Warum haben Sie gerade diese Zeitspanne gewählt?
BM: Unser Buch ist eine Fortsetzung eines früheren Buches, das wir über die Jahre 1920-1975 geschrieben haben. Die Mitte der 70er Jahre war eine Zeit grosser Umwälzungen, vor allem im Zuge der Ölkrise und des Endes des Modernismus in der Welt der Architektur. Das Jahr 2000 war vor allem ein symbolisches, aber dennoch bedeutungsvolles Jahr, da es das Ende der Auswirkungen des Immobilienmarktcrashs Mitte der 1990er Jahre markierte.
Was hat die Zeit, die Sie in Ihrem neuen Buch behandeln, am meisten geprägt?

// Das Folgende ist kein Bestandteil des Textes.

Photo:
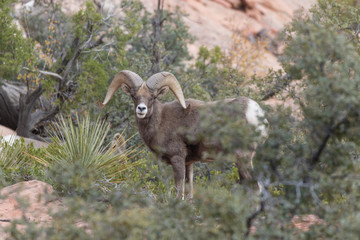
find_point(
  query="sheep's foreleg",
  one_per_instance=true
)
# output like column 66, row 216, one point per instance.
column 178, row 165
column 189, row 181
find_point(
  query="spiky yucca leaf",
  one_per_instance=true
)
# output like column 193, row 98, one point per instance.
column 82, row 144
column 11, row 153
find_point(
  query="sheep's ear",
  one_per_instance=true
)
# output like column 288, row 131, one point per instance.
column 126, row 89
column 162, row 91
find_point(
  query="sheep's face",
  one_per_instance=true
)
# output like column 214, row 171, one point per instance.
column 144, row 99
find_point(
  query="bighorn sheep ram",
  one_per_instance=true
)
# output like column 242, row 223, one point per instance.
column 158, row 123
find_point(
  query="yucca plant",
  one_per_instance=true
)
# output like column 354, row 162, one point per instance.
column 79, row 157
column 11, row 153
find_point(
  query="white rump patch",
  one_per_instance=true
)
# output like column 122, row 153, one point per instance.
column 255, row 116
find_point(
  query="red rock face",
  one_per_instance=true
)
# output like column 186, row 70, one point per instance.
column 212, row 22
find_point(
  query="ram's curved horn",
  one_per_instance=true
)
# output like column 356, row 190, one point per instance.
column 162, row 79
column 125, row 77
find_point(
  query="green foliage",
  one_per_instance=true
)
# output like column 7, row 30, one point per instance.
column 84, row 18
column 78, row 152
column 15, row 50
column 16, row 163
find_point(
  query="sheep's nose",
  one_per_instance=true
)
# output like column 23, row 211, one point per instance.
column 141, row 108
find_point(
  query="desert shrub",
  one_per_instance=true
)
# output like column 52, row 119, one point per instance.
column 78, row 158
column 16, row 163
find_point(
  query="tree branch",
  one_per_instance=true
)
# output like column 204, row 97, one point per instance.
column 280, row 84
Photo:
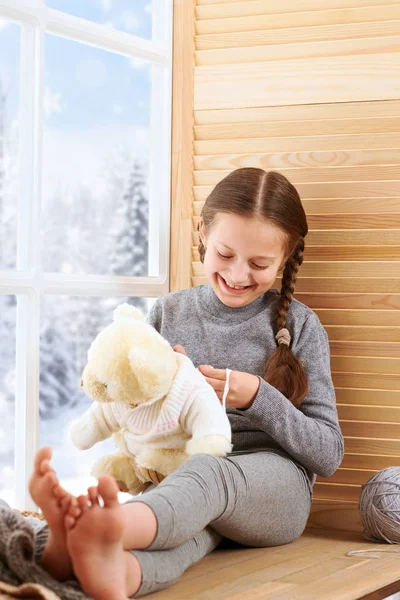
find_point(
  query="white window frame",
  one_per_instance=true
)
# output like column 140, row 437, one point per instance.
column 29, row 282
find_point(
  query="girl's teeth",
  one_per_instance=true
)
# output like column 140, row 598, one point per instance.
column 235, row 287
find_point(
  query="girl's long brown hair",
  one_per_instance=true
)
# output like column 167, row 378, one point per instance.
column 250, row 193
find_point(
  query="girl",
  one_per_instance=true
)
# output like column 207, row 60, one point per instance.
column 280, row 402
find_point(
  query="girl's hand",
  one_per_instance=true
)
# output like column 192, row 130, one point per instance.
column 243, row 387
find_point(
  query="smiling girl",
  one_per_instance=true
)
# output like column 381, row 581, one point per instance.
column 280, row 403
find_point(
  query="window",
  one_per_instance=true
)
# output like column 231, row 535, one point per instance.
column 85, row 103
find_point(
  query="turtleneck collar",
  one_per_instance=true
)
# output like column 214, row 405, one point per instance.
column 217, row 309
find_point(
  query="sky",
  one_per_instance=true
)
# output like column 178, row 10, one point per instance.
column 96, row 103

BM: Wir haben im Grunde drei verschiedene Phasen gesehen, die den 1970er, 1980er und 1990er Jahren entsprechen. Die erste war eine echte Krisenzeit, aber sehr interessant, weil sie das Aufkommen mehrerer neuer gesellschaftlicher Themen wie Umweltbewusstsein, Denkmalschutz und die Sorge um Energieeffizienz signalisierte. Die 80er Jahre wurden von Projekten zum Bau grosser institutioneller Gebäude und Einrichtungen, insbesondere Schulen, dominiert. Diese Periode kann als postmodern charakterisiert werden, mit einem erneuten Fokus auf Geschichte und Monumentalismus und einer Rückkehr zu einer gewissen Unabhängigkeit – die Architektur schüttelte den Einfluss anderer Disziplinen ab. Es war auch eine Zeit, in der es eine Vielzahl von öffentlichen Ausschreibungen gab. In den 90er Jahren gingen die Aufträge aufgrund des Einbruchs auf dem Immobilienmarkt zurück. Die Ausgaben wurden zurückgefahren, und wir begannen, einfacher zu arbeiten, oft mit nur einem einzigen Material. Gleichzeitig begann die Kunst in den Architekturprojekten eine wichtigere Rolle zu spielen.

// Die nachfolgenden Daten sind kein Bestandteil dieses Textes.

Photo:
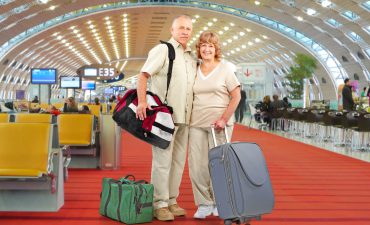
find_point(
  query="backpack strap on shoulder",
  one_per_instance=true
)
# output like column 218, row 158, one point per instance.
column 171, row 57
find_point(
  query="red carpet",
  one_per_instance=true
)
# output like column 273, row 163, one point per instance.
column 311, row 185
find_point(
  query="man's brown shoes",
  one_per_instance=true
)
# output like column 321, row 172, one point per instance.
column 163, row 214
column 169, row 213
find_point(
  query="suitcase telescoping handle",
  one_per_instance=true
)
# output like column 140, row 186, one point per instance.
column 214, row 135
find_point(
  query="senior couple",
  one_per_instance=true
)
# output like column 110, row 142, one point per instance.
column 200, row 96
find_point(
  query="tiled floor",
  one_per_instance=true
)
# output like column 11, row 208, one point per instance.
column 358, row 154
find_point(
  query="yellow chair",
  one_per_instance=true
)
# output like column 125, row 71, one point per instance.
column 4, row 118
column 24, row 149
column 44, row 106
column 58, row 105
column 33, row 118
column 76, row 129
column 95, row 110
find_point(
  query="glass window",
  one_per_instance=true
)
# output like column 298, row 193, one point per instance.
column 367, row 51
column 367, row 29
column 333, row 23
column 350, row 15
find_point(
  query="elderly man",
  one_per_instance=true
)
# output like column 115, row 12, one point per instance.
column 168, row 164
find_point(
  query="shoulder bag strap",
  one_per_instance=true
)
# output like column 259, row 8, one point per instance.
column 171, row 57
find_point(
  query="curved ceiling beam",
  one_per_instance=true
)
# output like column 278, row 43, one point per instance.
column 327, row 59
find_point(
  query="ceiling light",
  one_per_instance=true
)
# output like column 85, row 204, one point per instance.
column 310, row 11
column 326, row 3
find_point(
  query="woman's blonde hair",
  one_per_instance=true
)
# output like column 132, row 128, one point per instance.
column 212, row 38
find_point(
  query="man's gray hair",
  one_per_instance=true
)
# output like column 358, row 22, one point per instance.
column 181, row 16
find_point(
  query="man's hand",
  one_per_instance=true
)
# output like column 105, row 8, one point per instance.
column 220, row 124
column 141, row 110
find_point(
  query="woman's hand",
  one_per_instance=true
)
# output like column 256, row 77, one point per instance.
column 141, row 110
column 220, row 124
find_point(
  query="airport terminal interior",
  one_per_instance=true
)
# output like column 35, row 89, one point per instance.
column 66, row 64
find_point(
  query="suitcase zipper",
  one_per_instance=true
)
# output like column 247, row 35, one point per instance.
column 119, row 202
column 108, row 200
column 229, row 180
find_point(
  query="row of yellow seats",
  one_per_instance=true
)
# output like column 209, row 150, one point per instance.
column 25, row 149
column 74, row 129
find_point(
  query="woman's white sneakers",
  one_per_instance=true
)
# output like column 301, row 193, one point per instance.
column 205, row 210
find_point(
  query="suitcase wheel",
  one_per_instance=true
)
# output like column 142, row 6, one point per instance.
column 237, row 221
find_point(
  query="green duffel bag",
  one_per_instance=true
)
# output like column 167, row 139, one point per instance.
column 127, row 200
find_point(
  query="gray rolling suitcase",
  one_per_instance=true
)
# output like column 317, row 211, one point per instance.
column 240, row 180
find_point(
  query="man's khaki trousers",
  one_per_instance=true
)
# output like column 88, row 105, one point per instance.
column 168, row 167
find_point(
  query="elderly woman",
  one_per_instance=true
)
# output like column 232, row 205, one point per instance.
column 216, row 96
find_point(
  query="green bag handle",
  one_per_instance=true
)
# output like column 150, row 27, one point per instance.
column 127, row 180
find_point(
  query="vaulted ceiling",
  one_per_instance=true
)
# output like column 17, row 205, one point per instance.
column 67, row 34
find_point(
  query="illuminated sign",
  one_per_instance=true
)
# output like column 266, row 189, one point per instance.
column 98, row 72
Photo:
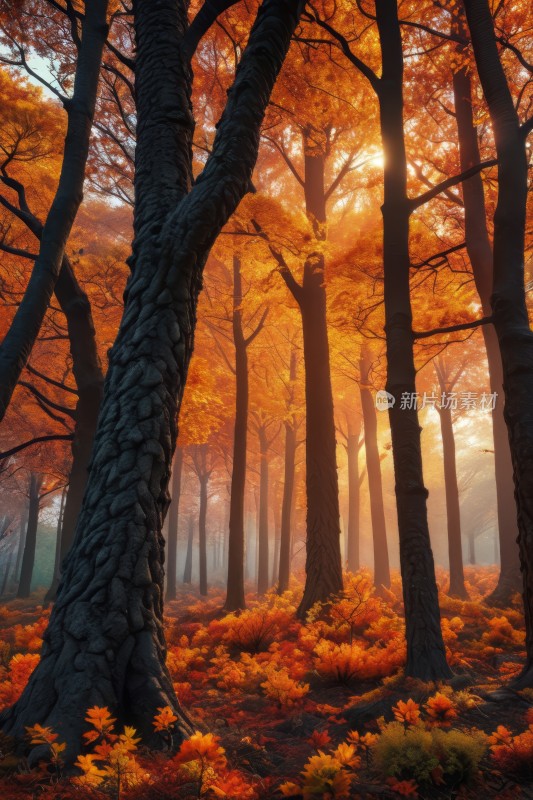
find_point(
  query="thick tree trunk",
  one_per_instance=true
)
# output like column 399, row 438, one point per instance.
column 235, row 589
column 375, row 484
column 509, row 309
column 263, row 583
column 480, row 254
column 28, row 559
column 173, row 517
column 453, row 514
column 426, row 657
column 105, row 642
column 323, row 566
column 187, row 571
column 17, row 345
column 202, row 534
column 354, row 496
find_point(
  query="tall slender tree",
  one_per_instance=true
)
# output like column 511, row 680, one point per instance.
column 236, row 548
column 173, row 518
column 373, row 468
column 508, row 300
column 480, row 254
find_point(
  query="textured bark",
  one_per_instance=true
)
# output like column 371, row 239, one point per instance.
column 480, row 254
column 173, row 517
column 105, row 643
column 508, row 300
column 453, row 514
column 277, row 538
column 22, row 542
column 7, row 570
column 235, row 587
column 286, row 508
column 354, row 498
column 323, row 565
column 28, row 559
column 53, row 588
column 263, row 582
column 426, row 658
column 373, row 468
column 187, row 571
column 202, row 535
column 472, row 550
column 18, row 342
column 288, row 488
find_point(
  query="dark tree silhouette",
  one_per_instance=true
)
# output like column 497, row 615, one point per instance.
column 105, row 643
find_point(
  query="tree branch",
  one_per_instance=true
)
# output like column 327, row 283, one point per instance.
column 416, row 202
column 52, row 437
column 463, row 326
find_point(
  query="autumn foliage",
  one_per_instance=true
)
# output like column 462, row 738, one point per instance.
column 267, row 691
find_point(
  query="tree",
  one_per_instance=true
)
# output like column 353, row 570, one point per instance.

Nach welchen Kriterien haben Sie die Projekte für Ihr Buch ausgewählt?
PS: Wie bei unserem vorherigen Buch haben wir lokale, nationale und ausländische Architekturzeitschriften durchforstet, was uns einen ziemlich umfangreichen Materialpool bescherte. Ausserdem haben wir verschiedene Archive, Architektenmonografien und die Websites von Architekturbüros konsultiert, da viele von ihnen auch heute noch aktiv sind. Dann wählten wir jene Projekte aus, die für eine bestimmte Bewegung repräsentativ waren, sei es aufgrund ihres architektonischen Stils, ihrer Vision oder der Themen, die sie reflektierten.
Was unterscheidet die Waadtländer Architektur von derjenigen in der übrigen Westschweiz? Oder sogar von der Schweiz als Ganzes?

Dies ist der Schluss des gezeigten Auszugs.